Bastidores da composição foram detalhados em "A vida até parece uma festa", livro com a história completa dos Titãs; leia mais
Com a turnê Titãs Encontro: Todos ao Mesmo Tempo Agoraa todo vapor, fãs têm relembrado sucessos de todas as eras dos Titãs. Um destes hits, sem dúvidas, é "Cabeça Dinossauro". A faixa, parte do disco que resgatou o grupo de uma fase impular nos anos 1980, acabou se tornando símbolo de uma era - o que nem todo mundo sabe é que ela surgiu durante uma ressaca de Paulo Miklos, no ônibus de turnê da banda.
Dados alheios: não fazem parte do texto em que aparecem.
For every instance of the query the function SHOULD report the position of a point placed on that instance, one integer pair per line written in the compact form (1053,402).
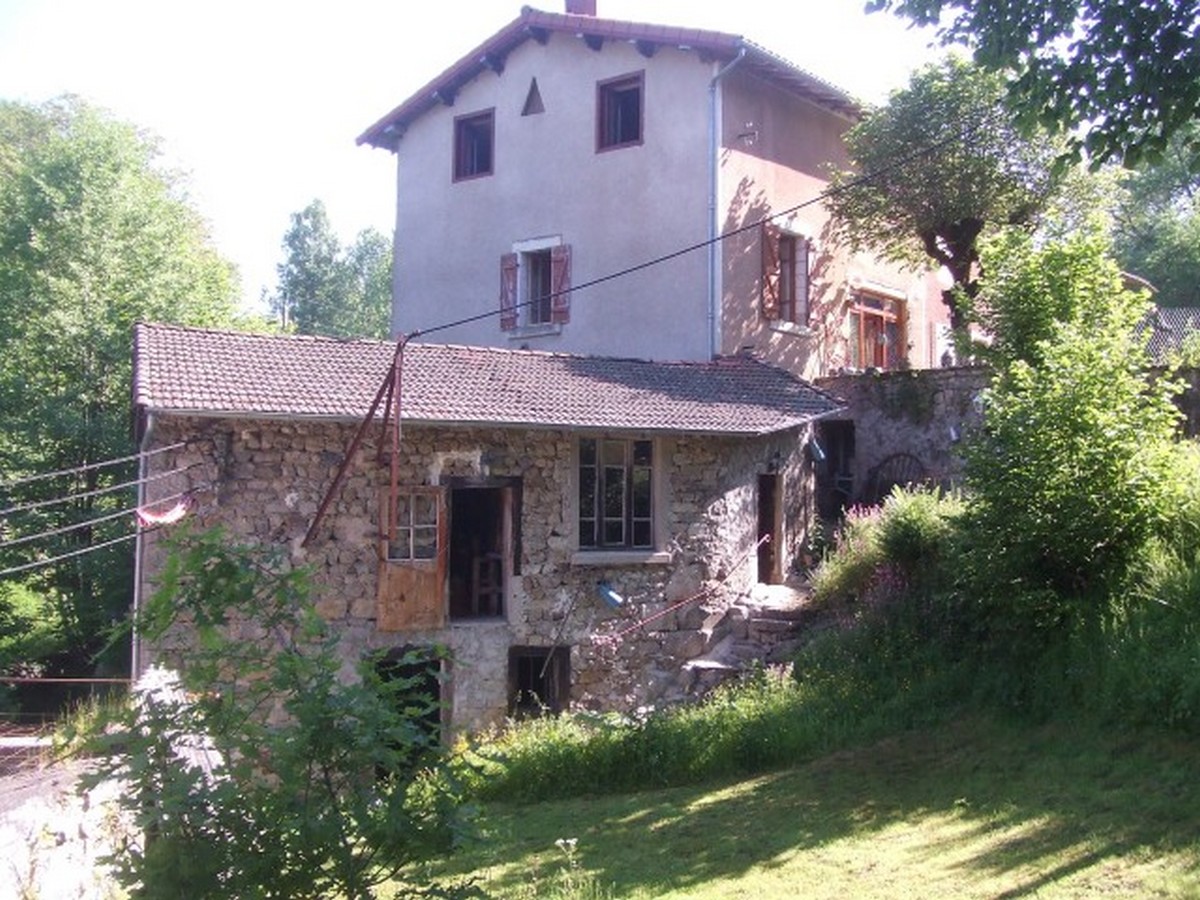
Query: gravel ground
(51,837)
A história é resgatada pelos jornalistas Hérica Marmo e Luiz André Alzer na biografia A vida até parece uma festa, livro lançado em 2022, que resgata os 40 anos dos Titãs narrando toda a história da banda que moldou muito do rock nacional. Com páginas lotadas de histórias até então desconhecidas sobre o grupo paulista, a obra conta com fotos exclusivas e com tramas diferentes das contadas pela biografia lançada nos 20 anos do grupo.
A Rolling Stone Brasil teve acesso a um dos trechos do livro, um capítulo que conta como surgiu o repertório de Cabeça Dinossauro.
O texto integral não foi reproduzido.